Lui si concentrò sulla domanda e il suo viso si distese: Heze si compiacque tra sé di quanto ormai avesse imparato a conoscerlo. Era uno di quei momenti in cui aveva bisogno di tenere i pensieri lì.

“Nel mio caso, potrei dire di sì. Il mio addestratore mi ha insegnato moltissimi giochi: carte, dadi pedine. Giocavamo ogni sera. Serviva per imparare a chiudere la mente alla Persuasione dei Ricordi. In teoria, nella nostra Regola è severamente vietato usare una Persuasione su un altro Persuasore senza il suo consenso, ma la verità è che nessuno si fida davvero, così molti Persuasori si impegnano ad apprendere, almeno ad un livello superficiale, le tecniche degli altri, per riconoscerle e difendersi. Per questo visualizzo confini immaginari anziché utilizzare oggetti rituali: sarebbero troppo più facili da disfare da chi fosse istruito sul come. Allo stesso modo, anche se non sono Persuasore di Ricordi, se qualcuno volesse leggere la mia mente me ne accorgerei, e probabilmente glielo impedirei. Beh, a meno che il Persuasore non sia molto bravo o abbia tempo a disposizione. Contro il tempo e la pazienza c’è poco da fare.”
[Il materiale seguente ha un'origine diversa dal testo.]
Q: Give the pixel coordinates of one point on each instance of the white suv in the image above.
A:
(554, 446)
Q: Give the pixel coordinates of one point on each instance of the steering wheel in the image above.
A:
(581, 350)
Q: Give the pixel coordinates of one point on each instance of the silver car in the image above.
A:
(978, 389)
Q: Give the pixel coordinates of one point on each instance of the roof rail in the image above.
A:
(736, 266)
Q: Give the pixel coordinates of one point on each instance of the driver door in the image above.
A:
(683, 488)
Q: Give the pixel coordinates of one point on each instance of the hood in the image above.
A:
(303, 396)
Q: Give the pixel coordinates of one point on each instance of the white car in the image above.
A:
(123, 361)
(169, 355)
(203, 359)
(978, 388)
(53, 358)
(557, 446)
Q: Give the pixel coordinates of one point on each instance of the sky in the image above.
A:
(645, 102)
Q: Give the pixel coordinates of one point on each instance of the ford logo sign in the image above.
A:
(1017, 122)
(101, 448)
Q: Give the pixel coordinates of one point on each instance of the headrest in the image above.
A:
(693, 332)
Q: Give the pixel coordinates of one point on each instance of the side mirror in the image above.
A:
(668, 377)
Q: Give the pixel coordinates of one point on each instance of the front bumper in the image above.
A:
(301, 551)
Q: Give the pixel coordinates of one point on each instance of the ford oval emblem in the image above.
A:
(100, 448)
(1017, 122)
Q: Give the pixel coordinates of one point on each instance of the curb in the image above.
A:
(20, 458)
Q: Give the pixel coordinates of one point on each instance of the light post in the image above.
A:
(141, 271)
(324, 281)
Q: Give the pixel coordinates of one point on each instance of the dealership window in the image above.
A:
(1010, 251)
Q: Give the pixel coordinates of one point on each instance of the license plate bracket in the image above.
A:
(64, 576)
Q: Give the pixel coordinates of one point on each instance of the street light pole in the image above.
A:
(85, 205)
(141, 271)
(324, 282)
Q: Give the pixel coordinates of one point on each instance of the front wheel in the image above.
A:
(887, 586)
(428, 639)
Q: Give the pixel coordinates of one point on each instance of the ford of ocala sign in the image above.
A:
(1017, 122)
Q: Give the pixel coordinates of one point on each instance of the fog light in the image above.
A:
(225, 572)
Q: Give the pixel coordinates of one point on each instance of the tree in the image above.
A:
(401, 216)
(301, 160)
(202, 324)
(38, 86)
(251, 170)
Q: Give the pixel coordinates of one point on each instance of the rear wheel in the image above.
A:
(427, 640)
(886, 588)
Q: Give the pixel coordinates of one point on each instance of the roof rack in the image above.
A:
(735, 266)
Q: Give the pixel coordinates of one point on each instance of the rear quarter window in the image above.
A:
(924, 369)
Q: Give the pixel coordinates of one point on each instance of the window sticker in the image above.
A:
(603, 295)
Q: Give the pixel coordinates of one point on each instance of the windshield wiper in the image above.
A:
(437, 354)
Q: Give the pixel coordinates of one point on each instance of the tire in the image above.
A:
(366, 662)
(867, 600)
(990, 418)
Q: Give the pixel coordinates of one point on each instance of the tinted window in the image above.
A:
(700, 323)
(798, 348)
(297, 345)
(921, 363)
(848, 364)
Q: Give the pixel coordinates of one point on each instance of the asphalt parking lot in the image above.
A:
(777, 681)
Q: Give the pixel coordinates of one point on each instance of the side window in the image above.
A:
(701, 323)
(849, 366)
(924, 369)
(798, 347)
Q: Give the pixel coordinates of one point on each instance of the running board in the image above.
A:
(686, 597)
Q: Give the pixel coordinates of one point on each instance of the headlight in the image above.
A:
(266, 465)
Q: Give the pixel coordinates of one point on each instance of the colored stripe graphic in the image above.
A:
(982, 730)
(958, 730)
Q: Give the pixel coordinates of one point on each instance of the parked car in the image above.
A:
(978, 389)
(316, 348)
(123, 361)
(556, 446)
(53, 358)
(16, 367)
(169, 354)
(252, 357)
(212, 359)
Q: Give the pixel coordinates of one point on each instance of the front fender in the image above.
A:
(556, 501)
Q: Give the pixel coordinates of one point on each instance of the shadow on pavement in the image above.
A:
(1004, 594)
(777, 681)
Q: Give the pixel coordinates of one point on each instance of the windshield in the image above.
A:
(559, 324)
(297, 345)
Heze si era fermato a metà di quel discorso.

“Il vostro addestratore legge nella mente?”

Era un’immagine piuttosto inquietante, e per un attimo si chiese, con un certo turbamento, se i suoi pensieri fossero al sicuro in compagnia di quell’uomo.

“Tutti i Persuasori di Ricordi lo fanno. È alla base della loro arte.”

“E voi…”

“Io non sono capace. Ci sono Persuasioni che non intendo apprendere, ma proprio per questo il mio addestratore ha insistito che sapessi almeno proteggermi.”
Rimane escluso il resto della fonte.